Berlomba-lombalah Kamu Dlam Kebaikan (Bag 1)

Melangkah dalam satu tujuan menuju ridho illahi.

Berlomba-lombalah dalam Kebaikan (Bag. 1)

Oleh : Rahmat Hidayat Nasution

Berlomba-lombalah dalam Kebaikan

Rasulullah Saw bersabda, “Bersegeralah kamu beramal saleh, karena akan datang (terjadi) fitnah-fitnah seperti serpihan malam gulita, di mana seseorang pada pagi hari beriman, namun sore harinya kafir, sore hari beriman pada pagi harinya kafir. Ia rela menjual agamanya dengan harta benda dunianya.”

Adalah menjadi perhatian penting bagi kita untuk merenungkan dan menangkap pesan Rasulullah Saw. yang termaktub dalam hadits di atas, tentang fitnah besar yang akan terjadi dan bakal menggoncang kehidupan manusia. Karena begitu dahsyatnya goncangan fitnah itu, sampai menyentuh “teritorial” keimanan. Bahkan divisualisasikan seorang mukmin akan dapat berubah ideologi agamanya dalam sehari, pagi beriman sore hari kafir, sore hari beriman pagi hari menjadi kafir.
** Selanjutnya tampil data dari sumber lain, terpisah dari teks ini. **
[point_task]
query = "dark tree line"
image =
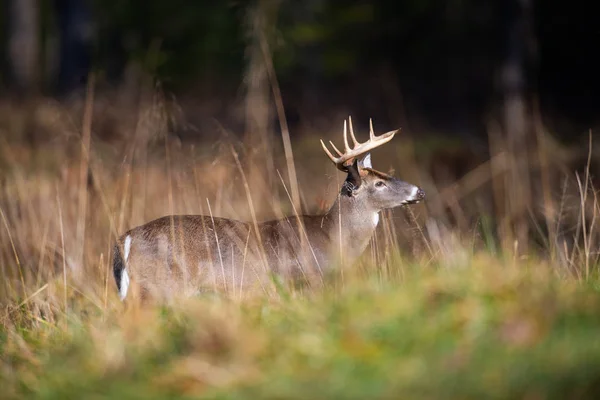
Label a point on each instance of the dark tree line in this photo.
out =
(452, 63)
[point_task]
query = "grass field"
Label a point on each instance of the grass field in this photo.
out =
(446, 303)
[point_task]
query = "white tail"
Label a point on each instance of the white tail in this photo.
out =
(185, 254)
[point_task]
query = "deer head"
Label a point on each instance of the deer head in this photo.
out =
(372, 189)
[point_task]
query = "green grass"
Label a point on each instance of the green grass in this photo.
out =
(487, 330)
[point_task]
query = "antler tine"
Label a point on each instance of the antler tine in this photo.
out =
(336, 150)
(359, 148)
(331, 157)
(356, 143)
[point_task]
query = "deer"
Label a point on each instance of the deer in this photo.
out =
(188, 254)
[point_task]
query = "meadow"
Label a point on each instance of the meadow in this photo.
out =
(489, 289)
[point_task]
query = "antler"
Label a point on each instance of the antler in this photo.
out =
(358, 148)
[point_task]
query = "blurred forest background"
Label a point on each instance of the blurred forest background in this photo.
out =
(445, 67)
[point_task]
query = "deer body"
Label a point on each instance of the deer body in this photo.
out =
(184, 254)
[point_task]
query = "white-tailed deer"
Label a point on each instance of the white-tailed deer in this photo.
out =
(184, 254)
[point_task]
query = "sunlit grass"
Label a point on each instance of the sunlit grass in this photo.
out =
(438, 307)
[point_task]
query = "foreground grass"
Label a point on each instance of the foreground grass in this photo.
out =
(486, 330)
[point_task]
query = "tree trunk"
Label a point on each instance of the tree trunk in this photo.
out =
(23, 44)
(517, 120)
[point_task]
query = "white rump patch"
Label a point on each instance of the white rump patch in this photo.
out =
(124, 284)
(366, 162)
(415, 191)
(124, 275)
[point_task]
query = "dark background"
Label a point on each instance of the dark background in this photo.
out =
(443, 66)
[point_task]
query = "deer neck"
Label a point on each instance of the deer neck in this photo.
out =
(352, 224)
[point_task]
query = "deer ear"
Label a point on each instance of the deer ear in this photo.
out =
(352, 180)
(365, 162)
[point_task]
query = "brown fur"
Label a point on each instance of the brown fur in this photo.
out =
(185, 254)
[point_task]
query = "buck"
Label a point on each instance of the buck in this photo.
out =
(186, 254)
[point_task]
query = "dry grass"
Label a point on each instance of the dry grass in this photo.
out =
(444, 290)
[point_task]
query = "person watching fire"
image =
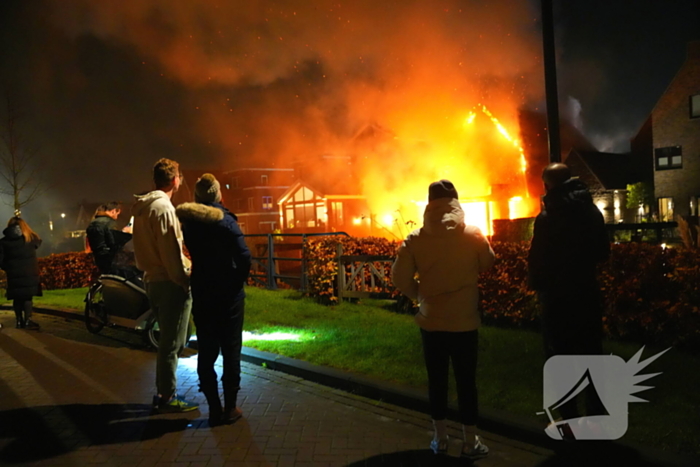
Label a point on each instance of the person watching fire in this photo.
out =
(220, 266)
(158, 251)
(447, 255)
(568, 242)
(105, 241)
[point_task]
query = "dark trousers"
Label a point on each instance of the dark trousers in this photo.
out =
(219, 332)
(22, 305)
(461, 347)
(572, 324)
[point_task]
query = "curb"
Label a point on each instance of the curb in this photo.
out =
(496, 421)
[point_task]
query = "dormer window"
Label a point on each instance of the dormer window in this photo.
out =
(668, 158)
(695, 106)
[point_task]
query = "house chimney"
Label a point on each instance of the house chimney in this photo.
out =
(693, 50)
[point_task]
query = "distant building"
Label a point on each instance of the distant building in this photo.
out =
(607, 175)
(670, 139)
(252, 194)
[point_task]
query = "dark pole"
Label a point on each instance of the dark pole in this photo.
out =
(550, 82)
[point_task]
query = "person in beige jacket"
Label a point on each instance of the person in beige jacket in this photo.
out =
(438, 265)
(158, 251)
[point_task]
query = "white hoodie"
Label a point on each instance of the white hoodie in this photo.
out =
(158, 240)
(448, 257)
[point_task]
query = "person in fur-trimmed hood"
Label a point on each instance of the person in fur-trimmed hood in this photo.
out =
(448, 256)
(220, 266)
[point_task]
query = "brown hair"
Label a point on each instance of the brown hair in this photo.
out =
(27, 232)
(164, 173)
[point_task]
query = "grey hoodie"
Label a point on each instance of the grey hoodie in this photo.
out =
(448, 257)
(158, 240)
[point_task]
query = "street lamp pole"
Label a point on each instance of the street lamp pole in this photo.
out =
(550, 81)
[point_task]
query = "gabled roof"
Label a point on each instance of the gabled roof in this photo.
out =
(611, 171)
(338, 193)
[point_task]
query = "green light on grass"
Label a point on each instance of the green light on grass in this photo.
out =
(272, 336)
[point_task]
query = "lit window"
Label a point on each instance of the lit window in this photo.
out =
(666, 209)
(695, 106)
(267, 202)
(668, 158)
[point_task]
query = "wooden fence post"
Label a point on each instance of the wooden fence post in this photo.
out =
(341, 271)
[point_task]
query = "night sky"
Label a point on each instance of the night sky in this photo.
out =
(105, 88)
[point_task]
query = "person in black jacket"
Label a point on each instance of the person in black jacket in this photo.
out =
(220, 266)
(18, 260)
(568, 243)
(105, 241)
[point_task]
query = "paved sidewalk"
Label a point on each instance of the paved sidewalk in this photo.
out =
(67, 402)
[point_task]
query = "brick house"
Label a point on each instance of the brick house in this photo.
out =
(252, 194)
(670, 138)
(607, 175)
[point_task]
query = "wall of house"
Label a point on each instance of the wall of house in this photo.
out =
(252, 194)
(673, 126)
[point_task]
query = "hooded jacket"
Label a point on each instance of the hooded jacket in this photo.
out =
(569, 240)
(18, 260)
(220, 257)
(157, 240)
(448, 256)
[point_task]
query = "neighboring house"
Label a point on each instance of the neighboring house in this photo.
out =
(252, 194)
(607, 175)
(670, 138)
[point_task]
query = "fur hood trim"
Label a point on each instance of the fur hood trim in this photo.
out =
(197, 212)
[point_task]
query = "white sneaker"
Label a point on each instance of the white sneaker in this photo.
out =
(478, 451)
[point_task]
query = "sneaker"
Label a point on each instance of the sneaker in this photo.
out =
(479, 451)
(176, 404)
(439, 446)
(231, 416)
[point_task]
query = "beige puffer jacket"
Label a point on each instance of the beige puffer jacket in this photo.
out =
(448, 257)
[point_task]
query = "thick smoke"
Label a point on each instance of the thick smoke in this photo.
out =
(273, 83)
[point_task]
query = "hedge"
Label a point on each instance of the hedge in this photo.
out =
(651, 294)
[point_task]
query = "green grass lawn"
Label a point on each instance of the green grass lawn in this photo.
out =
(365, 338)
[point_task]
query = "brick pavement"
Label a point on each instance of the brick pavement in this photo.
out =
(69, 398)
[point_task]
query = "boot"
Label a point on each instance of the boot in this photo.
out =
(20, 319)
(215, 410)
(440, 441)
(231, 412)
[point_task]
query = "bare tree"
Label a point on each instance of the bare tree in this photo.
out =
(19, 168)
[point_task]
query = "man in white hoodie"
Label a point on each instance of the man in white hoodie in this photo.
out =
(447, 256)
(158, 250)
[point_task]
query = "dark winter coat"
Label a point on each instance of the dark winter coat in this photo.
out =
(569, 240)
(105, 242)
(220, 258)
(18, 260)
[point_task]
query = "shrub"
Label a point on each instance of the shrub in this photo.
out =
(651, 294)
(322, 268)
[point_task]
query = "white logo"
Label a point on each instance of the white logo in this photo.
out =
(607, 383)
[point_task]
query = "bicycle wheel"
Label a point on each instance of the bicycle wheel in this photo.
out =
(95, 312)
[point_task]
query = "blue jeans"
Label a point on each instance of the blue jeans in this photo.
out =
(219, 330)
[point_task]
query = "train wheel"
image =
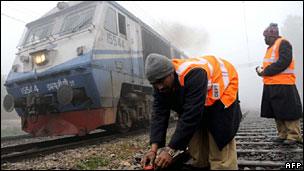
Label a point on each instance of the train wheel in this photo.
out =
(124, 121)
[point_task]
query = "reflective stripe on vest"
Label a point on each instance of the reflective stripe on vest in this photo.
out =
(224, 72)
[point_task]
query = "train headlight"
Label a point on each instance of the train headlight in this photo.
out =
(39, 57)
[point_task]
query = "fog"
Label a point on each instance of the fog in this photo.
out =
(230, 30)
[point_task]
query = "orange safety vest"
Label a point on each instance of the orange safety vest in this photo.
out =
(272, 56)
(222, 77)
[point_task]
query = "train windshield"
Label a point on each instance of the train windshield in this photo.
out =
(73, 22)
(39, 33)
(77, 21)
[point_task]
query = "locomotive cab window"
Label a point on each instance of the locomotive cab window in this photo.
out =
(38, 33)
(110, 21)
(122, 24)
(77, 21)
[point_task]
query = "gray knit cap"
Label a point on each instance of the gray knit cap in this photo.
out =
(157, 66)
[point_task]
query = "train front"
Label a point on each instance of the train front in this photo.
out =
(51, 85)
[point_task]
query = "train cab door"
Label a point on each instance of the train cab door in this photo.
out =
(137, 66)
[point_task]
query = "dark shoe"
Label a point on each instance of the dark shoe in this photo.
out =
(289, 142)
(278, 139)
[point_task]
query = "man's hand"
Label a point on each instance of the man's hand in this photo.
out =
(259, 70)
(163, 160)
(148, 158)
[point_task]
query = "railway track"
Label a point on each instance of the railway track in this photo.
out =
(256, 149)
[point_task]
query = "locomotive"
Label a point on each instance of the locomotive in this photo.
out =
(80, 67)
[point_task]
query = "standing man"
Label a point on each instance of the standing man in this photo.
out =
(280, 99)
(203, 91)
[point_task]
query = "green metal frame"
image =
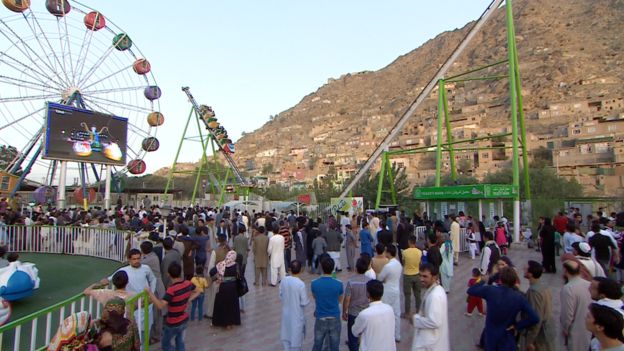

Agaknya goncangan-goncangan itu mulai tampak tanda-tandanya dalam kehidupan kita dewasa ini, walaupun belum begitu menyentuh substansi yang dimaksud, atau bahkan mungkin sudah.

Betapa telah kita baca di media masa tentang kondisi pada sementara masyarakat Indonesia saat ini yang tiba-tiba berubah menjadi brutal dan ganas, dikarenakan hanya isu yang tak jelas sumbernya. Atau kita baca berita menyedihkan tentang saudara-saudara kita di Sidoarjo yang hampir genap setahun terkena bencana lumpur Lapindo, yang sampai saat ini belum mendapatkan ganti rugi atas hilangnya tempat tinggal dan juga mata pencaharian mereka. Ironis sekali kehidupan mereka hingga datang ke Jakarta menemui Presiden SBY dengan harapan dapat membantu mereka untuk mendapatkan hak-hak yang semestinya mereka terima.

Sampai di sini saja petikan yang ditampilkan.